As regular readers of our trade publication will no doubt recall, we have sent two versions of our Buyers Guide issues for the past 15 years. They were each a standalone issue of the magazine and included our nationally recognized columnists, instructive technical articles and informative market and engine builder profiles. Packaged in a clear poly envelope, they were, together, the industry’s only detailed listing of products and suppliers specifically for this industry.

Readers loved the issues and told us that they kept them by the phone all year long for those times they needed to contact a supplier. The problem they said was keeping both issues together.

“You know how hard it is to keep one issue of Engine Builder on my desk?” one long time reader told me. “My guys are always stealing it and I’ll find it in the back shop, the breakroom or the bathroom.”

We heard you, and last year, we experimented with combining both issues into one and simply reversing them. Now, you get a single issue with twice the information. It’s a win/win.

The Post Office likes us because this makes it easier and cheaper  for them to deliver the magazine. Mother Nature likes us because we’re no longer including extra packaging. Our advertisers like us because they’re getting twice the coverage.

See, there’s a method to our madness.

As you use the Product and Supplier Directories throughout the next year, I hope you’ll also refer to the articles and columns for advice, suggestions and confirmation about things you’re doing in your own business. We consider what we produce each month an operational tool – we realize that you’re not always working on a vintage Datsun engine or a heavy-duty, over-the-road diesel or trying to get side-by-side UTV owners to visit your shop for engine upgrades. But what you may not be working on today, you might find coming through your door tomorrow.
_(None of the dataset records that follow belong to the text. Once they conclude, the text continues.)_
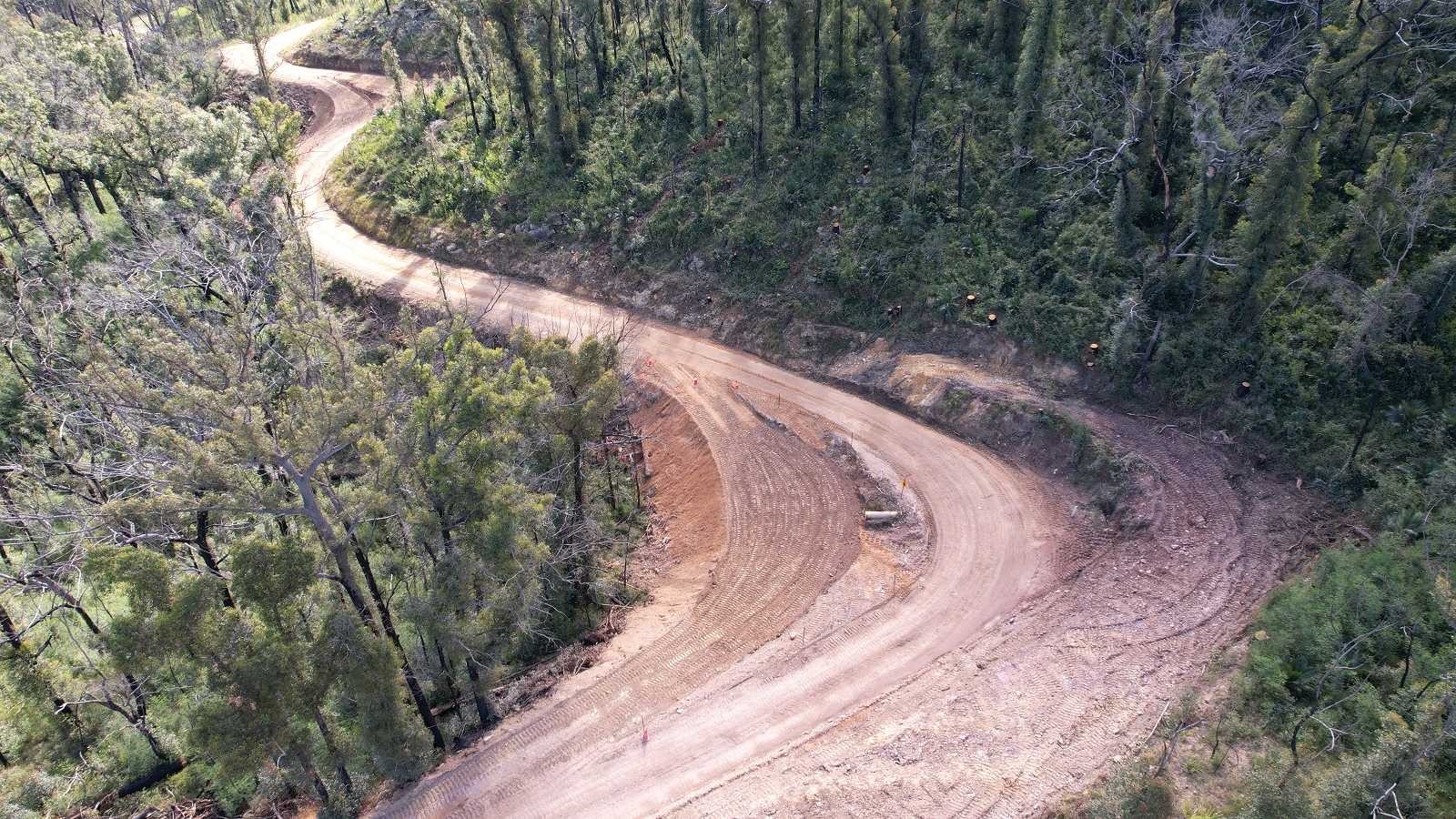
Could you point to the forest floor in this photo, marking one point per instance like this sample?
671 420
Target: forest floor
1024 625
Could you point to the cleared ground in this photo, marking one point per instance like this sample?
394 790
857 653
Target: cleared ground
812 675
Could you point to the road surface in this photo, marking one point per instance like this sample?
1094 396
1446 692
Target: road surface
1036 643
791 531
This is one of the reasons we try to offer such a wide range of editorial topics each month. We realize the generic “engine builder” label is a misnomer – what you do may be dramatically different from what the engine builder across town specializes in. Who knows? Both of your focuses may shift in the months ahead depending on your customers’ needs.

Over the next few weeks you may be receiving some survey forms from our in-house research experts. We’re in the process of gathering information to produce our very popular Labor Costing Studies as well as our exclusive Machine Shop Market Profile. If you get one of these forms, please don’t be alarmed – though it may seem to be impossible to make heads or tails of what we’re asking, there is, again, a method to our madness.

We recognize the broad spectrum of services you offer, which is why we ask such a wide range of questions. Yes, we ask for very specific and personal data about your operations, but don’t worry – your information is never used by itself. It is combined with all of the other respondent data, run through our special Research Computer and presented in a way to show the rich tapestry that is this industry.

Of course, if you DO wish to be featured in our magazine, on our website or in our newsletters, we can arrange that as well. If you have a particularly interesting story to tell about your business operation or the engines you build, please don’t hesitate to contact myself or Managing Editor Greg Jones ([email protected]). We’re always looking for people interested in writing for us, being interviewed for articles or just giving us their suggestions about how we can improve what we do every day.

Sometimes it only takes a change in perspective to see things in a whole new way. What’s upside-down to someone might make perfect sense in another context.

Help keep us heading in the right direction and we’ll continue to do our best to keep your copy of Engine Builder where you need it most.

By helping us, you help this entire industry – and ultimately, you help yourself. We all thank you.